Clo. ... ginger was not much in request, for the old women were all dead.
This spice was formerly held in very great repute, and especially among elderly persons. Sir Thomas Elyot in his Castle of health, 1580, 12mo, says, it comforts the head and stomach, and being green and well confectioned, quickens remembrance, if it be taken in a morning fasting. Henry Buttes, who wrote a whimsical book entitled Dyet's dry dinner, 1599, 12mo, speaks much in its praise, and says that being condite with honey it "warmes olde mens bellyes." In Ben Jonson's masque of The metamorphosed gipsies, a country wench laments the being robbed of "a dainty race of ginger;" and in the old play of The famous victories of Henry the fifth, a clown charges a thief with having "taken the great race of ginger, that bouncing Besse with the jolly buttocks should have had." In Beaumont and Fletcher's Knight of the burning pestle, the citizen's wife gives a man who had been soundly beaten some green ginger to comfort him. Ginger was used likewise to spice ale. In Lodge's Looking glasse for London and England, the clown says, "Ile tell you, sir, if you did taste of the ale, all Ninivie hath not such a cup of ale, it floures in the cup, sir, by my troth I spent eleven pence, besides three rases of ginger." The numerous virtues of this root are likewise detailed in Vennor's Via recta ad vitam longam.
Scene 3. Page 342.
Prov. One Ragozine, a most notorious pirate.
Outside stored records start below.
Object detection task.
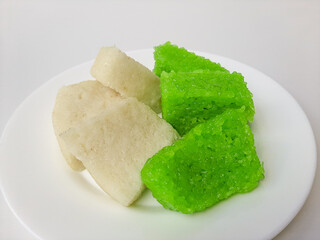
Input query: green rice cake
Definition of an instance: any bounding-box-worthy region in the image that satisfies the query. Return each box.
[161,70,254,135]
[141,109,264,214]
[153,42,228,77]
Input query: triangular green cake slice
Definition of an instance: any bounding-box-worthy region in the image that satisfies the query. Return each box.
[153,42,228,77]
[160,70,254,135]
[141,109,264,214]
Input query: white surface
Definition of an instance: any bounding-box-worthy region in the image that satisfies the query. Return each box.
[0,0,320,240]
[0,49,316,240]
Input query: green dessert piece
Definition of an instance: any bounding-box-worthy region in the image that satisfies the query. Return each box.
[161,70,254,135]
[153,42,228,77]
[141,109,264,214]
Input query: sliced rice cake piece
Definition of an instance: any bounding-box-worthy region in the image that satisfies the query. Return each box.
[52,81,122,171]
[90,47,161,113]
[161,70,255,135]
[153,42,228,77]
[141,110,264,214]
[61,98,179,206]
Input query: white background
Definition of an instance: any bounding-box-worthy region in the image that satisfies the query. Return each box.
[0,0,320,240]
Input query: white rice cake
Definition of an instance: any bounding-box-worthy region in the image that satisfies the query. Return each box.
[52,81,122,171]
[61,98,179,206]
[91,47,161,113]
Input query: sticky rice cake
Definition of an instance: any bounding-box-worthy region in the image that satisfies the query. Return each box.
[90,47,161,113]
[61,98,179,206]
[141,110,264,214]
[52,81,122,171]
[153,42,228,77]
[161,70,254,135]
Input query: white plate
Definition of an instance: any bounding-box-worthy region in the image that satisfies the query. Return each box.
[0,49,316,240]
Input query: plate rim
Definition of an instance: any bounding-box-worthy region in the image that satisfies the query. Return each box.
[0,48,317,240]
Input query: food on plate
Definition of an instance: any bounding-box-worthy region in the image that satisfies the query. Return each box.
[60,98,179,206]
[52,42,264,214]
[161,70,255,135]
[141,109,264,214]
[91,47,161,113]
[52,81,122,171]
[153,42,228,77]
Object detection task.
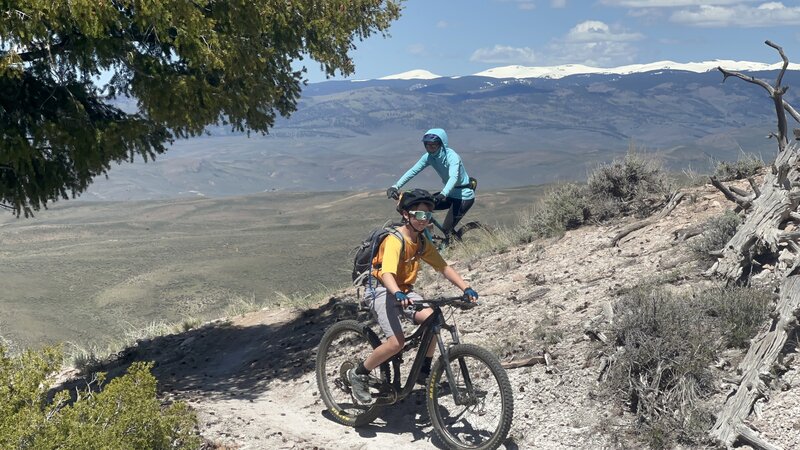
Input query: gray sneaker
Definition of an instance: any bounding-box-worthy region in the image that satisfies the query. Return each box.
[347,368,372,405]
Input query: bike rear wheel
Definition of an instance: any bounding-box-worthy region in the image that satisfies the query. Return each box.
[427,344,514,450]
[316,320,391,427]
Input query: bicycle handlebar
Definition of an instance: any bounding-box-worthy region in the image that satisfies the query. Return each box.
[414,295,480,311]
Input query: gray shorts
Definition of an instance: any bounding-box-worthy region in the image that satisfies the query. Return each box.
[364,285,425,338]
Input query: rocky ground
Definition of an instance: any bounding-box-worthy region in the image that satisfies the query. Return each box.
[70,178,800,449]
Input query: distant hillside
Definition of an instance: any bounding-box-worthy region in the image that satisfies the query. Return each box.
[84,70,800,200]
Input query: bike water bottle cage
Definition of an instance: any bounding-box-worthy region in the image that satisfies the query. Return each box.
[408,211,433,220]
[397,189,435,214]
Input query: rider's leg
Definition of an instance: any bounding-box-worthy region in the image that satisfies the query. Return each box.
[414,308,436,386]
[364,286,422,372]
[442,198,475,234]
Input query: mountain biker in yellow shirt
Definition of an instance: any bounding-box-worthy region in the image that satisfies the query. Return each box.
[347,189,478,404]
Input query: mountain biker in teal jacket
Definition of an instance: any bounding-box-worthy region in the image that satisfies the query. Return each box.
[386,128,475,239]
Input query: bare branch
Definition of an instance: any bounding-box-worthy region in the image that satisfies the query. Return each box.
[764,40,789,88]
[747,177,761,198]
[710,177,751,209]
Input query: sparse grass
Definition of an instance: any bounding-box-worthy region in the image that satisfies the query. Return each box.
[0,345,200,449]
[714,152,764,181]
[587,147,674,220]
[609,285,720,448]
[689,210,742,260]
[697,286,773,348]
[275,286,334,309]
[607,284,772,448]
[526,183,591,239]
[224,294,266,317]
[445,227,521,261]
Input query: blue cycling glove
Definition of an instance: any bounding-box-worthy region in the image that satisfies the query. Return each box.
[464,288,478,300]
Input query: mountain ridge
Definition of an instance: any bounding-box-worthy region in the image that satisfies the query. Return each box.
[370,59,800,82]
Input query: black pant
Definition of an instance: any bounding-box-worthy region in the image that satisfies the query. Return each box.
[433,197,475,234]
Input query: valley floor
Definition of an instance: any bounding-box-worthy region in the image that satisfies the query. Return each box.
[64,178,800,449]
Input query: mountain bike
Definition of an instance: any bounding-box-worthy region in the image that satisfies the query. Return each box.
[316,297,514,450]
[392,192,494,251]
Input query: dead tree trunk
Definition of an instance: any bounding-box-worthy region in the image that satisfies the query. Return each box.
[711,275,800,449]
[709,41,800,450]
[709,41,800,280]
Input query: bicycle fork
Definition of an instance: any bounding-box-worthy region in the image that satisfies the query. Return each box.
[436,324,475,406]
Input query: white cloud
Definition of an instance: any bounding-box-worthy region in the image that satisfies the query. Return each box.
[670,2,800,28]
[469,45,536,65]
[406,44,427,56]
[565,20,643,42]
[540,20,644,67]
[600,0,763,8]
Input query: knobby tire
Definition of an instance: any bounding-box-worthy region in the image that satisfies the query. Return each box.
[316,320,391,427]
[426,344,514,450]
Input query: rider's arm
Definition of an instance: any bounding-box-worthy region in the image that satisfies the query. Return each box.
[442,151,461,197]
[394,153,430,189]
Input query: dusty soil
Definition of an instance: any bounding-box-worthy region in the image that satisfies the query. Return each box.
[64,180,800,449]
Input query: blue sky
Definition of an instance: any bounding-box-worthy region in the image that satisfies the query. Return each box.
[298,0,800,82]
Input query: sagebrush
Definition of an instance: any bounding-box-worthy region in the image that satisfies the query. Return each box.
[0,345,200,450]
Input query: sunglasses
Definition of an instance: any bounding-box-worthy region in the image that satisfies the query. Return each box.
[408,211,433,220]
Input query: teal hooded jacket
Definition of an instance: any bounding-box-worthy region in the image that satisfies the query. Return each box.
[394,128,475,200]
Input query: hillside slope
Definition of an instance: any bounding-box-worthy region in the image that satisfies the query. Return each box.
[69,178,800,449]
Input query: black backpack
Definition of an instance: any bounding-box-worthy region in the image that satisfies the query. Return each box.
[353,222,425,286]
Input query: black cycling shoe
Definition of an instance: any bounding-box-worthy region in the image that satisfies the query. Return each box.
[347,368,372,405]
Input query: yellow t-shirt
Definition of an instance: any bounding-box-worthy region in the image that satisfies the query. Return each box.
[372,234,447,292]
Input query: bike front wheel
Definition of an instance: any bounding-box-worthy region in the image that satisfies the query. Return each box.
[427,344,514,450]
[316,320,390,427]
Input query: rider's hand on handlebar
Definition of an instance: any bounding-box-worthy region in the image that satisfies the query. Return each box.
[394,291,414,308]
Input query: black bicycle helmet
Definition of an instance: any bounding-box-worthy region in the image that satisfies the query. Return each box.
[397,189,435,214]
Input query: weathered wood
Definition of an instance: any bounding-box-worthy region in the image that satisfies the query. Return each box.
[710,275,800,449]
[500,355,547,369]
[711,143,800,280]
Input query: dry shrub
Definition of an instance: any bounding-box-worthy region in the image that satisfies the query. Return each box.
[689,210,742,260]
[529,183,591,238]
[714,153,764,181]
[697,286,774,348]
[607,284,773,448]
[608,286,721,448]
[588,149,673,217]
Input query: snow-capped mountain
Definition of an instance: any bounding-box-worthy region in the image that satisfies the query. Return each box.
[91,60,800,199]
[380,59,800,80]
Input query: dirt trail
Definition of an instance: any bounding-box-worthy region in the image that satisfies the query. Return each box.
[62,178,800,449]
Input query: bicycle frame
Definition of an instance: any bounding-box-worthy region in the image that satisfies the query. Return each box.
[375,306,472,405]
[423,216,450,250]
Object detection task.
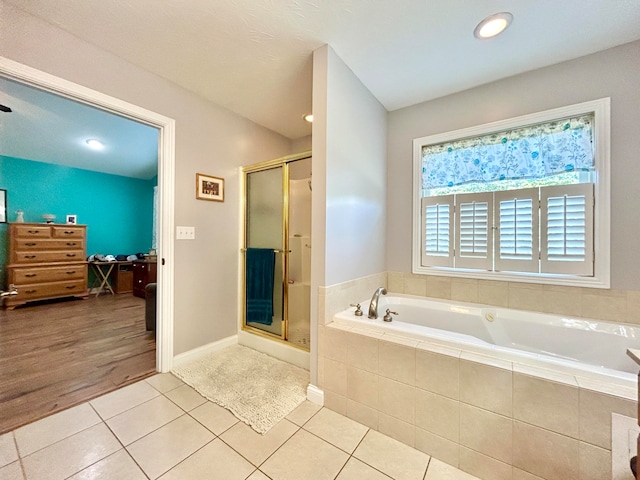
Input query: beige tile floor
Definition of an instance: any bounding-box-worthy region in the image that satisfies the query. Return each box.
[0,374,475,480]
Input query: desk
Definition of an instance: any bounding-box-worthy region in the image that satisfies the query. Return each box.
[89,261,132,297]
[89,262,118,297]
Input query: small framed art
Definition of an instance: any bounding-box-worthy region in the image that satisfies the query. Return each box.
[196,173,224,202]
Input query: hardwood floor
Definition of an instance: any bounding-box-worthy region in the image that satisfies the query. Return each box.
[0,294,156,434]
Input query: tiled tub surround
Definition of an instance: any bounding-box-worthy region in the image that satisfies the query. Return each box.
[319,323,637,480]
[318,272,640,480]
[333,292,640,378]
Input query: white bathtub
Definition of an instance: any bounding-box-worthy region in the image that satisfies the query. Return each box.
[334,293,640,388]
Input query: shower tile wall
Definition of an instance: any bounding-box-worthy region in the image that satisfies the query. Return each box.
[318,272,640,480]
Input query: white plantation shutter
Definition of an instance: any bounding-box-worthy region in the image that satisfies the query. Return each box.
[455,193,493,270]
[495,188,539,272]
[421,195,454,267]
[540,183,594,275]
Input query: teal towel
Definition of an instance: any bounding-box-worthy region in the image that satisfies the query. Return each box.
[246,248,276,325]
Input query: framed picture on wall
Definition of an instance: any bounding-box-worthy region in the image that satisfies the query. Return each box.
[196,173,224,202]
[0,190,7,223]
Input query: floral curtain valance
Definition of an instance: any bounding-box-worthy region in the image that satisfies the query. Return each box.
[422,114,594,189]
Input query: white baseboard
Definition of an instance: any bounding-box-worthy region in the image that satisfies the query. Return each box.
[172,335,238,368]
[238,330,311,370]
[307,384,324,405]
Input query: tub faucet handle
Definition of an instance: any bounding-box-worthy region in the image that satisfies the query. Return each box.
[382,308,400,322]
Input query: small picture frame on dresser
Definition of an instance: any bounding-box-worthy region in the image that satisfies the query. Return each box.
[0,189,7,223]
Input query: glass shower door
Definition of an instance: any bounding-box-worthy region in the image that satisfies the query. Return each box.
[244,166,285,338]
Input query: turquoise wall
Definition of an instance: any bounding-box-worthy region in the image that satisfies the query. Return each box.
[0,156,157,284]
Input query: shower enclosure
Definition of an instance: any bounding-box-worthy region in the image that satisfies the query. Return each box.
[242,153,311,350]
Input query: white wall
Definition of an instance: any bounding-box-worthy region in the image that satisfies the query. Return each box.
[0,0,291,354]
[313,45,387,285]
[386,42,640,290]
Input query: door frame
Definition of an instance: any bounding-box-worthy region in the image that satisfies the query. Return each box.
[0,56,175,372]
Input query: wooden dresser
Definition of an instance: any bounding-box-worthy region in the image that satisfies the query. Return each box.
[5,223,88,309]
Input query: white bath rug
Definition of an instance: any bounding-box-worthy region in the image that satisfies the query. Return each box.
[173,345,309,433]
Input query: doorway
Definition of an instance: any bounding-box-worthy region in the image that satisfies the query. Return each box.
[0,57,175,372]
[242,153,312,351]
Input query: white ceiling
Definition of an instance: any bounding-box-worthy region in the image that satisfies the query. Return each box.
[1,0,640,177]
[0,77,159,180]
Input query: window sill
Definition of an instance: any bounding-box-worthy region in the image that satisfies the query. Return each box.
[411,265,611,289]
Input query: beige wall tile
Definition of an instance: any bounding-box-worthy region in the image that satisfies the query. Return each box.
[540,290,582,317]
[324,390,347,415]
[378,377,416,424]
[579,442,608,480]
[579,388,638,450]
[324,358,347,397]
[324,327,347,363]
[625,290,640,325]
[451,278,478,303]
[460,447,512,480]
[415,389,460,442]
[415,427,460,467]
[478,280,509,307]
[513,420,580,480]
[416,349,460,400]
[460,360,513,417]
[387,272,404,293]
[582,288,627,322]
[513,467,544,480]
[346,399,380,430]
[378,412,416,447]
[347,333,379,373]
[403,275,427,297]
[427,275,451,300]
[509,283,542,312]
[460,403,513,465]
[347,367,378,409]
[378,341,416,385]
[513,372,580,438]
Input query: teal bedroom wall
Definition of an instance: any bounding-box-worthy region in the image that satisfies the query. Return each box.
[0,156,157,283]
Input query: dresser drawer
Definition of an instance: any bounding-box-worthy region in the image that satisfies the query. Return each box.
[9,263,87,286]
[11,249,84,263]
[11,224,51,238]
[13,238,84,252]
[51,225,85,238]
[11,280,87,302]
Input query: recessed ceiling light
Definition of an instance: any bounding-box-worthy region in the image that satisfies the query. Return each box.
[473,12,513,40]
[87,138,104,150]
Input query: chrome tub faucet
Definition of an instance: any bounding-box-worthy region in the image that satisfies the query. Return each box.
[369,287,387,318]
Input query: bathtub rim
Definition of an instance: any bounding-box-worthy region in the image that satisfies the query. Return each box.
[332,292,638,401]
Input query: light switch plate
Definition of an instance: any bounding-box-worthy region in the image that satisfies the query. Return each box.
[176,227,196,240]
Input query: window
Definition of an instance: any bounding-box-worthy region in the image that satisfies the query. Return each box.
[413,99,610,288]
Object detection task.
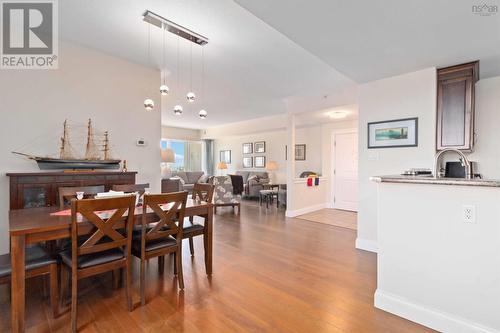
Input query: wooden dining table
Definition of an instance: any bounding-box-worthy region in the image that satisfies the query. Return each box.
[9,198,213,332]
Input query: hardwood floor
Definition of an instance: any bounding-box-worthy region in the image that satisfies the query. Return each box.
[0,204,433,333]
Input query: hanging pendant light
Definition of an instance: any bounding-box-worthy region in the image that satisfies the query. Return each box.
[144,24,155,111]
[198,46,208,119]
[186,43,196,103]
[174,34,184,116]
[160,23,170,96]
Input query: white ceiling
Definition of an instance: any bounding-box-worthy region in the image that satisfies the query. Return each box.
[235,0,500,83]
[59,0,355,128]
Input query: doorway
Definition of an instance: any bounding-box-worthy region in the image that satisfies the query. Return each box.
[332,129,358,212]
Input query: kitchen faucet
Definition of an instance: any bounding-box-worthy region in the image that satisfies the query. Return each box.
[434,148,472,179]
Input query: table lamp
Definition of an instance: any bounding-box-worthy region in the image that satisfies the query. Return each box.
[217,162,227,176]
[160,148,175,179]
[266,161,279,184]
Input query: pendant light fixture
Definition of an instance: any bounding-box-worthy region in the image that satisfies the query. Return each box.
[144,24,155,111]
[186,39,196,103]
[198,45,208,119]
[174,35,184,116]
[160,23,170,96]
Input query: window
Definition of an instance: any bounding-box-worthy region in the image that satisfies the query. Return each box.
[161,139,203,171]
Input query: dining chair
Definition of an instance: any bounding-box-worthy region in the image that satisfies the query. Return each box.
[0,244,59,318]
[58,185,105,210]
[182,183,215,256]
[111,184,149,196]
[132,191,188,305]
[60,195,135,332]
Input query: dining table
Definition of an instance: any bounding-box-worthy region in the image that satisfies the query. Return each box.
[9,198,213,332]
Some attempt to elucidate this name has been made in the first note to the Merchant of Venice, into which it is rather improperly introduced. Mr. Heath had supposed that Ragozine was put for Ragusan, i. e. a native of the city of Ragusa on the gulf of Venice, famous for its trading vessels; but it was incumbent on that gentleman to have shown that the inhabitants of the above city were pirates. This however would have been extremely difficult, if not impossible; for, on the contrary, Rycaut, in his State of the Ottoman empire, has expressly declared that the Ragusans never offered injury; but that, on receiving any, they very patiently supported it. Wherever Shakspeare met with the name of Ragozine, it should seem to be a metathesis of the French Argousin, or the Italian Argosino, i. e. an officer or lieutenant on board a galley; and, as Menage conjectures, a corruption of the Spanish Alguasil. See Carpentier, Suppl. ad gloss. Dufresne, under the word Argoisillo.